Every theatre piece establishes a temporary community, especially during its creation process. For the piece to come to life, everyone must work towards its realization. Synchronize schedules, pacify egos. It requires fluidity and rigor in a very specific dynamic. When I say community, I’m not necessarily referring to a peaceful bond or harmonious coexistence. To me, community means living together, suspending aspects of one’s own life, putting certainties to the test. I also believe there are pieces that are not committed to any of this.
It might seem incongruous to think of the temporary and the notion of community simultaneously. It may sound overly passionate to attribute all this to a play. But the driving force has always been the connection with passion. Rethinking the very foundations of what theatre can be. What one desires from theatre. Driven by these impulses, I spent 45 days living in another country, speaking a different language, dedicating myself entirely to creation. This, in itself, is an experience of displacement.
The invitation to join the process of Trials and Passions came through my long-standing partnership with artist Janaina Leite. LIFT proposed this creative match between Janaina’s poetic vision and the work we developed together, and the theatre company Clean Break. It was a risky proposal, not only because of cultural and aesthetic differences, or what is lost in translation between Portuguese and English, but also because of the profound differences in how trauma, identity, and violence are handled. Can differences be celebrated? Is it possible to establish a dialogue where no perspective dominates?
We held a workshop in February of last year, and it was during this time that we met Athena Maria, Kim Teresa, Dominique Lavine, Sarah Jane Dent, and Yvonne Wickham. The process continued between research and creation for over a year, during which we explored online possibilities, leading us to return the following February for another creative immersion, and then to the premiere in London as a part of LIFT 2024.
During the online process, in partnership and under the guidance of Rachel Valentine Smith, each member of the group developed their Scrapbook: with collages, writing exercises, thoughts, images, etc. I am very interested in creating from the limits of language. In that non-hierarchical space between what is and what is not worthy of dramaturgy. Or who or what defines dramaturgy. In this gray area, a mythological creature and a piece of your brother’s hair can have the same scenic vigor. A fragment of Shakespeare, a WhatsApp message from your daughter, side by side. The poetic power of materials lies in the arrangement we make with them.

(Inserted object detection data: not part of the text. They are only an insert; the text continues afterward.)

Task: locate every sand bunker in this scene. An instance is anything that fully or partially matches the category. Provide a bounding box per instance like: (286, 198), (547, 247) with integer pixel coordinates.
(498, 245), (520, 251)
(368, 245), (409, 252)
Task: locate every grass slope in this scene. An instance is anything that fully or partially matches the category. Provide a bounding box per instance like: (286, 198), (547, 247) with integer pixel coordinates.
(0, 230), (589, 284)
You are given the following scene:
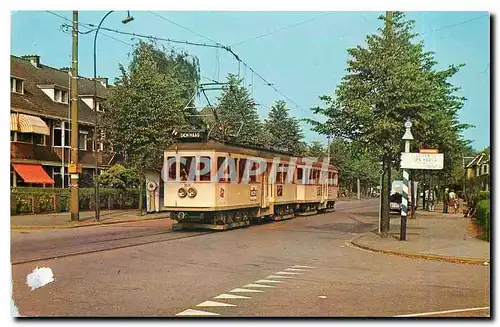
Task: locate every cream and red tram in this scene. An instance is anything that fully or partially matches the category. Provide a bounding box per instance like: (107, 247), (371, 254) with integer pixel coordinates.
(160, 132), (338, 229)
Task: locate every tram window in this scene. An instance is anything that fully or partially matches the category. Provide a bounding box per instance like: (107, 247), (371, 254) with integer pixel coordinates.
(167, 157), (177, 180)
(276, 164), (288, 184)
(180, 157), (194, 181)
(198, 157), (211, 181)
(297, 168), (304, 183)
(250, 161), (257, 182)
(238, 158), (247, 183)
(217, 157), (229, 182)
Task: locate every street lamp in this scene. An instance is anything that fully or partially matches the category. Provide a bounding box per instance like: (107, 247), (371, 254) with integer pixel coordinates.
(92, 10), (134, 221)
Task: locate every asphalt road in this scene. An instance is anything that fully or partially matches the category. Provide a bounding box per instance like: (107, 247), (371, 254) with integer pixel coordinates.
(12, 200), (490, 317)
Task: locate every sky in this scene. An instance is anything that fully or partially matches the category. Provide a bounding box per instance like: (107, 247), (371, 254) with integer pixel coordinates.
(10, 11), (490, 150)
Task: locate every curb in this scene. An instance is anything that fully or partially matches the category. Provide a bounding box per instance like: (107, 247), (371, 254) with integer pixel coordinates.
(10, 216), (170, 231)
(346, 231), (490, 266)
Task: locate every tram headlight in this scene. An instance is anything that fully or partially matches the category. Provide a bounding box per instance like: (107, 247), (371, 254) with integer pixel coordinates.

Living with these women, witnessing their epiphanies and sabotages, their moments of joy and panic, courage and fear, and feeling the contributions that were possible for each during the creation of the play is something that deeply moves me. Each one inhabited my nights of sleep, the words I write, the thoughts that invade my mind at the most inconvenient times, in different ways. And today I feel “saudade”* for them. That wonderfully untranslatable word. And all that was impossible to translate, but will certainly continue to resonate in my ways of creation. The experience of creating and being a foreigner in a country is, to the same extent, something extremely vulnerable and something extremely renewing.
* “Saudade is a word that only exists in the Portuguese language. It comes from the Latin ‘solitas,’ which means ‘solitude.’ It expresses a deep feeling of nostalgia, longing, and melancholy.”

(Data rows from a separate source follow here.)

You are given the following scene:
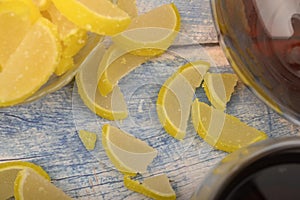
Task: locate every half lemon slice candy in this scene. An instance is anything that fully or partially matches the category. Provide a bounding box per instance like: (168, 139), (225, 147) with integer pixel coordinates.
(98, 45), (149, 96)
(14, 168), (72, 200)
(124, 174), (176, 200)
(203, 73), (238, 110)
(0, 161), (50, 199)
(112, 3), (180, 56)
(192, 100), (267, 152)
(102, 124), (157, 175)
(76, 45), (128, 120)
(52, 0), (131, 35)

I kept thinking about how a national identity is fundamentally composed by those who migrate. It has much less to do with what the person brings with them, and more with the habits that transform and remain, informing who was and who stayed, who we are together.
One day between rehearsals, resting in a park, I stumbled upon a Latin festival. Obviously, there’s something lucrative in the export of the funk-reggaeton tent… But it’s curious to see the meeting of these two rhythms. It’s enjoyable to dance. And if everyone came from somewhere and composes so sumptuously this crazy city, I must have come from somewhere too…
London is a city where 40% of the population are immigrants. There are more immigrants than English people. (Not very different from São Paulo if you consider the diversity of states in the country)… Every very large city has something similar. But it deepens.
And it is this multitude of people who come here to work with the most precious aspects of the city. Without immigrants, what remains? On what does the identity of a people rely, if not on exchange?
When I visited the British Museum, I was confronted with the contradictory sensation of admiring these colonial museums. All the power struggles are preserved and cataloged. And I navigate well-behaved with my little map in hand. There’s nothing that unifies humanity beyond war.
But then I found a room about “Ordinary Life in Ancient Egypt,” the belongings of those who were not kings. Another room about China. Etruscan Empire. Mesopotamia.
Infinite.
Humanity has been decorating itself with adornments, embellishing ceramics, decorating the body… Since forever, inventing utensils for eating. Creating gods, meanings for death. Elaborating masks and wars. And also ordinary days of peace.
A mother nursing a child
A Buddha that transforms sexual desire into spiritual learning
A glass of water
A vinyl shop
Deciphered hieroglyphs
And finally, here I am. Drinking coffee, rehearsing a play, and holding this alphabet.
Almost like a ghostly presence, I think of each one of them, of each unfamous woman. I recall the spotlights that woke me up at the end of each performance. They, in backlight, going against the flow, and me momentarily blinded, as when I look directly at the sun.
May passions and communities, even if temporary, be aware of their own brilliance.